As for the women... There doesn't seem to be a Zora in the bunch, or a Mojo for that matter. They all seem dumb and shallow and trashy and spoiled, but in an extremely bland way, with nothing to set them apart but their accents. It was sort of fun watching a bunch of European women reacting to David being a "cowboy" (and, as Hosty McUseless called him, the son of "an oil tycoon who made a fortune in the oil business"), which one of them said is like saying he's Santa Claus. They all seem uniformly bitchy and snobby. But every time Paul or the Foxerific announcer says "We've found 14 women who've never heard of Joe Millionaire," I find myself adding, "living in caves with the Taliban." I mean, this is one aspect of American culture I'm glad hasn't spawned itself throughout the rest of the world (and there are many I wish hadn't), but at one point the drunken whores broke into a stirring rendition of the Dallas theme, so how out of it can they really be?

A lot of last season's enjoyment came from the sense that the girls (Zora aside) were so dumb and spoiled that they deserved to be deceived. But as trashy as the girls are this time, David seems to be the dumbest one there. He's definitely the prettiest (in some cases by a long shot). And I'll buy the premise that the women have never heard of the show and maybe never even seen any of the Bachelor clones, but David has no excuse to be crying (in the ads for later in the season) about how hard this all is after seeing Evan do the exact same thing.

So I hate them all. The magic is gone. I'm sure I'll watch it again, but probably on mute so that David remains attractive (most of the women get subtitles anyway, because the producers apparently think we're too dumb to understand their not-very-thick accents), and it's off my DVR's record list.

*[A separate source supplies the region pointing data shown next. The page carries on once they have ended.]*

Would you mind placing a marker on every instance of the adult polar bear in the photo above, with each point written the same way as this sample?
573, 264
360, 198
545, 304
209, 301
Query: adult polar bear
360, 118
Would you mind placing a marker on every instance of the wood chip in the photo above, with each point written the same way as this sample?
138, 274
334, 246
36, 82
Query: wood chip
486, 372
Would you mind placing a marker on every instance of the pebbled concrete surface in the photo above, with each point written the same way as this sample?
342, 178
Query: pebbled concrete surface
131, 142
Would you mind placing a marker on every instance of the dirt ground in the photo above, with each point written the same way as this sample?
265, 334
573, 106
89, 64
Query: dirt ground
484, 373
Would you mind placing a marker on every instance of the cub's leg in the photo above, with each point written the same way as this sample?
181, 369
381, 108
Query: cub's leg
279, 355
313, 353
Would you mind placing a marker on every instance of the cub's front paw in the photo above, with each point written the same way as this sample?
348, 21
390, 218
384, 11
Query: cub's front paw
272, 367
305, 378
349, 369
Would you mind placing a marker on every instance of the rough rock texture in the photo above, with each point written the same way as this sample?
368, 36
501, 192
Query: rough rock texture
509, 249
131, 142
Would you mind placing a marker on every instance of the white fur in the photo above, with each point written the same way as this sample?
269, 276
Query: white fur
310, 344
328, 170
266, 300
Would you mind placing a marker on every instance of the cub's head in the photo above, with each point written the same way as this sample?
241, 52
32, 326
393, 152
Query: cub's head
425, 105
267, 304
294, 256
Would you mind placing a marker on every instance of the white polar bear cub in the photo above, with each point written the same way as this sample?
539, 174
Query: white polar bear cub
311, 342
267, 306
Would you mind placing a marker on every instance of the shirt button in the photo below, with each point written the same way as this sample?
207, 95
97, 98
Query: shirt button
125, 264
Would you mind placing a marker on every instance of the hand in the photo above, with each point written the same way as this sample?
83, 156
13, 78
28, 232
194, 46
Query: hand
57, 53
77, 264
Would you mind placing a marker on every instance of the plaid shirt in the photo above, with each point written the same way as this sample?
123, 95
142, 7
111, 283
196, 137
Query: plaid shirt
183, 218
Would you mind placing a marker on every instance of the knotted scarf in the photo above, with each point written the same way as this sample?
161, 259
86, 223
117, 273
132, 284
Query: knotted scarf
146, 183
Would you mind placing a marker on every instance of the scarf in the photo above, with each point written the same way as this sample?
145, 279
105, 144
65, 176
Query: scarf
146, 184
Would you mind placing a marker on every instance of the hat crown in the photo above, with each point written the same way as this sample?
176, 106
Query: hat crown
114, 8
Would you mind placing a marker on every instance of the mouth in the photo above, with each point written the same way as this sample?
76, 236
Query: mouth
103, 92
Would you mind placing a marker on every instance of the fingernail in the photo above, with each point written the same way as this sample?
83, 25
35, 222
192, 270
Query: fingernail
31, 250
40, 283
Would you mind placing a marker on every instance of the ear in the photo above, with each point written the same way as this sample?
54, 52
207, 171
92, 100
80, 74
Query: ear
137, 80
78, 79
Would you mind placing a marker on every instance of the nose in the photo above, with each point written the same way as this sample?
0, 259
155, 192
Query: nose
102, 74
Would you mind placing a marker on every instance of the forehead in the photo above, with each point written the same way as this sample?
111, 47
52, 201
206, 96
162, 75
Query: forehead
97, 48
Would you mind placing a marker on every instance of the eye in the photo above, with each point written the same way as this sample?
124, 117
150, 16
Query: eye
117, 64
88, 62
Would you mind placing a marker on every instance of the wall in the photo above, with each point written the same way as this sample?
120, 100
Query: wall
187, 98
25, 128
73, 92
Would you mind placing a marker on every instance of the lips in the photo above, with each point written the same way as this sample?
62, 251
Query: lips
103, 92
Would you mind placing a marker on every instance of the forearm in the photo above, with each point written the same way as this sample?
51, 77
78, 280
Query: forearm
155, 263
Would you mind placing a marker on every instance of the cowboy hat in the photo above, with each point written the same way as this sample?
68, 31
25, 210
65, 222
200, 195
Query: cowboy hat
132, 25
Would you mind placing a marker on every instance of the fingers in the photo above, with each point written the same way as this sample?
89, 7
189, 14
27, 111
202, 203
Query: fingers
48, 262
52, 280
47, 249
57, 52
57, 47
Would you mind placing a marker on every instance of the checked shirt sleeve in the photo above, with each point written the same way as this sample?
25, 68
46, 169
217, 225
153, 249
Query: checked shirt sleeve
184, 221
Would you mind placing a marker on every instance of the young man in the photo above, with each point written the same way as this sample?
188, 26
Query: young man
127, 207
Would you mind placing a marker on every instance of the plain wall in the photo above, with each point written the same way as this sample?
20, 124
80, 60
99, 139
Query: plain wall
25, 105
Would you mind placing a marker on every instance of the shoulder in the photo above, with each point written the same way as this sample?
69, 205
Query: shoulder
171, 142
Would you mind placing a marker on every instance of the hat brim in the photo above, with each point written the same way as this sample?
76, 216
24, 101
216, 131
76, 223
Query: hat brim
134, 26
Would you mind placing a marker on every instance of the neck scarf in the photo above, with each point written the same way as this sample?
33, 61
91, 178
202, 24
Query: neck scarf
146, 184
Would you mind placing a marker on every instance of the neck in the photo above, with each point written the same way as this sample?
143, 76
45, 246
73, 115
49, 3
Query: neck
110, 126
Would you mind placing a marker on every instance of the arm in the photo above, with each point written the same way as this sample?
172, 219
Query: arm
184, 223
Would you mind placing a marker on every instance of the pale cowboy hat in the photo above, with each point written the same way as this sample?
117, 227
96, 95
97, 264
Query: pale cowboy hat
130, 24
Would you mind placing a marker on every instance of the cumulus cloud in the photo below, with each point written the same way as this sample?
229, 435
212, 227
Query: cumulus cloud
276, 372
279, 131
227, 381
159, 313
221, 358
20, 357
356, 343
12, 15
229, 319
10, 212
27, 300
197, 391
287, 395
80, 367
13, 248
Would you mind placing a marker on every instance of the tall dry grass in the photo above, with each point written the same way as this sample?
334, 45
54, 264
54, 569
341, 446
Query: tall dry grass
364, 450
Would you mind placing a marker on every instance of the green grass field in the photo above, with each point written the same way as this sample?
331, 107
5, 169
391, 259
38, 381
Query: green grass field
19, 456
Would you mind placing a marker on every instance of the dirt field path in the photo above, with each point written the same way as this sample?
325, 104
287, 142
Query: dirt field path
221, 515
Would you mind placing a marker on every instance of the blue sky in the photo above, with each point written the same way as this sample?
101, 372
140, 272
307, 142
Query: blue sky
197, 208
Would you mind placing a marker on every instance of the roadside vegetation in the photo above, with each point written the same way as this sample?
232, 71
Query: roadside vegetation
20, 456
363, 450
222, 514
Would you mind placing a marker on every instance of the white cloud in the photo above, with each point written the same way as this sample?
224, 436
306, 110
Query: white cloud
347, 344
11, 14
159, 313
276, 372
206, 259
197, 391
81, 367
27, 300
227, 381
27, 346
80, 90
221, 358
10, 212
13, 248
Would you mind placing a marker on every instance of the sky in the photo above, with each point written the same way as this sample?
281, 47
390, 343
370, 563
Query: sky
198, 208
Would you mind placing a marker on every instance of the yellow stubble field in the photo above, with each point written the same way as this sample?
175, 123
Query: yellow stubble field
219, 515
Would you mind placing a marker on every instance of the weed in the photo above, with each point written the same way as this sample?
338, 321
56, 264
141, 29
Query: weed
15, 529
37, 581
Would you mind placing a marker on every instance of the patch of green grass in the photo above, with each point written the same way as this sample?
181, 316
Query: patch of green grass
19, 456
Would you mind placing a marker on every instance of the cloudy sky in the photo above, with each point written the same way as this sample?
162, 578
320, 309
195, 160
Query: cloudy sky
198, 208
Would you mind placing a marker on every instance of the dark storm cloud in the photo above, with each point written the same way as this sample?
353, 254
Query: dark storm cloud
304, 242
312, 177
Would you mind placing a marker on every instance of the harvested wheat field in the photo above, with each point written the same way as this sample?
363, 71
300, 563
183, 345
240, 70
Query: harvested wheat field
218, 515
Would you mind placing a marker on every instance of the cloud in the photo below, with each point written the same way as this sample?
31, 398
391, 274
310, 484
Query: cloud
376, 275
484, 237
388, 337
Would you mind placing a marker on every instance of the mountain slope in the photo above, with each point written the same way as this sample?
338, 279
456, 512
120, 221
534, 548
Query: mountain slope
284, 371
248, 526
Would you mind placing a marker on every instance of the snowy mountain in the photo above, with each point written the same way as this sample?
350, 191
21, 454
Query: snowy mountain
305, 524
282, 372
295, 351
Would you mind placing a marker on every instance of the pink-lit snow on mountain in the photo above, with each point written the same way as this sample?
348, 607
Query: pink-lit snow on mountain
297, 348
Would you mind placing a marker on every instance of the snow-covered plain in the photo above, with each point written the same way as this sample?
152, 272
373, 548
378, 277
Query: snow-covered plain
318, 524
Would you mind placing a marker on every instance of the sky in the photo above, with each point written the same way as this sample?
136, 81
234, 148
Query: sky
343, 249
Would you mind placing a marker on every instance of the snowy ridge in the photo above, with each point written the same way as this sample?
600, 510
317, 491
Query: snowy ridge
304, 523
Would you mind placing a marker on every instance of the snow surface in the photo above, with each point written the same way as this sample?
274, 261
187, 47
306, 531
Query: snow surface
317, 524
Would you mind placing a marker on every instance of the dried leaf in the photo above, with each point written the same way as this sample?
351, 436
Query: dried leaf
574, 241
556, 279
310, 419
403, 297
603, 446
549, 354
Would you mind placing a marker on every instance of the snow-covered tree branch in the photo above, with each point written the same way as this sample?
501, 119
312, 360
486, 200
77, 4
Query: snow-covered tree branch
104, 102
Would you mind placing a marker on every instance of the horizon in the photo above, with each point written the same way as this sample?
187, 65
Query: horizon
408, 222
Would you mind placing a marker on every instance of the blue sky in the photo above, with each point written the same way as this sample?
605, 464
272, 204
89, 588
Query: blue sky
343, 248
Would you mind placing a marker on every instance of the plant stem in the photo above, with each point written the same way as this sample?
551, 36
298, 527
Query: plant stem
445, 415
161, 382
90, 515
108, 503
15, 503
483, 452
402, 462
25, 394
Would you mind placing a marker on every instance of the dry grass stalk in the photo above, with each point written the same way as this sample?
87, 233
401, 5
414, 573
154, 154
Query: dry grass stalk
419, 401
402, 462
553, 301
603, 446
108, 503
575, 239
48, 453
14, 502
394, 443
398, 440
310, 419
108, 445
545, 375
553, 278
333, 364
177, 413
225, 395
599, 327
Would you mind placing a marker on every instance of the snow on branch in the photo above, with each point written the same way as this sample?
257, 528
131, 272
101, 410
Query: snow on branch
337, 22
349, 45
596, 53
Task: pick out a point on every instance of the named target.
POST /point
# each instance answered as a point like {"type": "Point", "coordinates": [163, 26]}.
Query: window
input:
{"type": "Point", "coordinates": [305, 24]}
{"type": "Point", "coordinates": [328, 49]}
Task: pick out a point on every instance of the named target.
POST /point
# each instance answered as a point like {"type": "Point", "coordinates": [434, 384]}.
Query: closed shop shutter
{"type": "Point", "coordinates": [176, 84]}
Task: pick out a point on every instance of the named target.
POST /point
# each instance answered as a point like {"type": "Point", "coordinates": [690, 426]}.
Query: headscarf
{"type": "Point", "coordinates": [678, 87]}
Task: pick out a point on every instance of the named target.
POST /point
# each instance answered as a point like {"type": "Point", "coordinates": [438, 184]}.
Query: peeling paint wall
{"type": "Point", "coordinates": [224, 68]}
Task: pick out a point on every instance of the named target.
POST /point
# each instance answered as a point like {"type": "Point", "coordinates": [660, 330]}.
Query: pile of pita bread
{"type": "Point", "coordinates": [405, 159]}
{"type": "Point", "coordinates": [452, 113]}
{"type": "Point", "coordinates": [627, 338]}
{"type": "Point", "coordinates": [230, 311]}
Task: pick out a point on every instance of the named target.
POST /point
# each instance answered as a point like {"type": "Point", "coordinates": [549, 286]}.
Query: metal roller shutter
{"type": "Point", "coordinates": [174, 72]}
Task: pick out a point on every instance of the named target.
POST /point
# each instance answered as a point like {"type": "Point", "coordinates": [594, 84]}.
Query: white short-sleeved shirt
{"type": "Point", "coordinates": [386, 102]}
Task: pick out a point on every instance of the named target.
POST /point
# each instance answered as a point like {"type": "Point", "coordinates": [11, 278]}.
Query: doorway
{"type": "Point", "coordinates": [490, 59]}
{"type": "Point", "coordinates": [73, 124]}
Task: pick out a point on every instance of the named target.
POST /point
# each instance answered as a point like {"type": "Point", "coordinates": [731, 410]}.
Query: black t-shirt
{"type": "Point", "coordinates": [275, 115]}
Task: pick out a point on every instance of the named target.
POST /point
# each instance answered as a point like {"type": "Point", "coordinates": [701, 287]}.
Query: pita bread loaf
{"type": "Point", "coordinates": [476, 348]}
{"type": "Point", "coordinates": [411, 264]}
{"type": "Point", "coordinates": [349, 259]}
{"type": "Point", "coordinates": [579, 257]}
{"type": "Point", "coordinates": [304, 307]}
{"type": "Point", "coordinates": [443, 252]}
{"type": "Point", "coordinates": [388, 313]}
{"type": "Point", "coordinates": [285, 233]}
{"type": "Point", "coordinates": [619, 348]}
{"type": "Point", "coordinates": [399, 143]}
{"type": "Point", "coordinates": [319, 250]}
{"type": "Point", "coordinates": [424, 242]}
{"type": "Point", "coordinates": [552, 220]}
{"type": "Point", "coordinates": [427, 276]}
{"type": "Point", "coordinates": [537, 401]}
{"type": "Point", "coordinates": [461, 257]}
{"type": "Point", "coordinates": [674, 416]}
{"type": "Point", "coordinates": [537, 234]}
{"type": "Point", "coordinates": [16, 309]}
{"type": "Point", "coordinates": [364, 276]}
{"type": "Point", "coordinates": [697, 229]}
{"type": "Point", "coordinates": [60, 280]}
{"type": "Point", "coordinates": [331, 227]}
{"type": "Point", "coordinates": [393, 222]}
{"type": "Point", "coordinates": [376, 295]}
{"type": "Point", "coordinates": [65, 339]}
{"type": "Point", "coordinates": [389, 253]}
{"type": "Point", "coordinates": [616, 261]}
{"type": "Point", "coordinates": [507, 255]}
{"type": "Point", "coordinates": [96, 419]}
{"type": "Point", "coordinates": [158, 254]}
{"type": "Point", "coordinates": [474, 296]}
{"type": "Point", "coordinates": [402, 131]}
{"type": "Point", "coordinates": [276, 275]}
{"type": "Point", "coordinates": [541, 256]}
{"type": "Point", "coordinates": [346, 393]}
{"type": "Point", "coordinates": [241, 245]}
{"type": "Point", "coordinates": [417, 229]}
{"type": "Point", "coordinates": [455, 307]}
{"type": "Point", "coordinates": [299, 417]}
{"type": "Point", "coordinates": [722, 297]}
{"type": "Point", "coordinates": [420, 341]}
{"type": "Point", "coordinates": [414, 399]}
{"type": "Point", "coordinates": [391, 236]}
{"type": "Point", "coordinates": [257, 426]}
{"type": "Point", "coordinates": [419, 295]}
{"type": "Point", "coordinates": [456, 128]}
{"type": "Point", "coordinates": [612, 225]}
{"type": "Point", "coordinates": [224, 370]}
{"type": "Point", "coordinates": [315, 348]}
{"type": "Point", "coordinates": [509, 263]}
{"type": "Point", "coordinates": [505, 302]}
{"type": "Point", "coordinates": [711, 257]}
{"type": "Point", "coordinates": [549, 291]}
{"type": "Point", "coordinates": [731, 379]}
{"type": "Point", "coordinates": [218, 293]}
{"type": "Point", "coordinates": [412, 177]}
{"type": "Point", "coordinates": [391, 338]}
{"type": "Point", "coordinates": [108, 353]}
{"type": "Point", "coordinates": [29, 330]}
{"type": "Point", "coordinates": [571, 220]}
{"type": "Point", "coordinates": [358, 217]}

Then there's Skin, which seemed like it would be exactly the sort of trashy prime-time soap I would normally avoid. But I'm a sucker for a Romeo and Juliet rip-off, and I'm glad I am because I really liked the show. Good acting, good writing, very stylish design and photography. Like The OC, they're giving equal weight to the teen and adult stories, which is good because the politics of the DA vs. the porn industry is far more interesting than the limp teen romance. That said, I like the leads, and I'm curious to see how they keep the whole star-crossed lovers thing going for a full season or more. And like I said back in my fall preview, at series' end they'd better both die.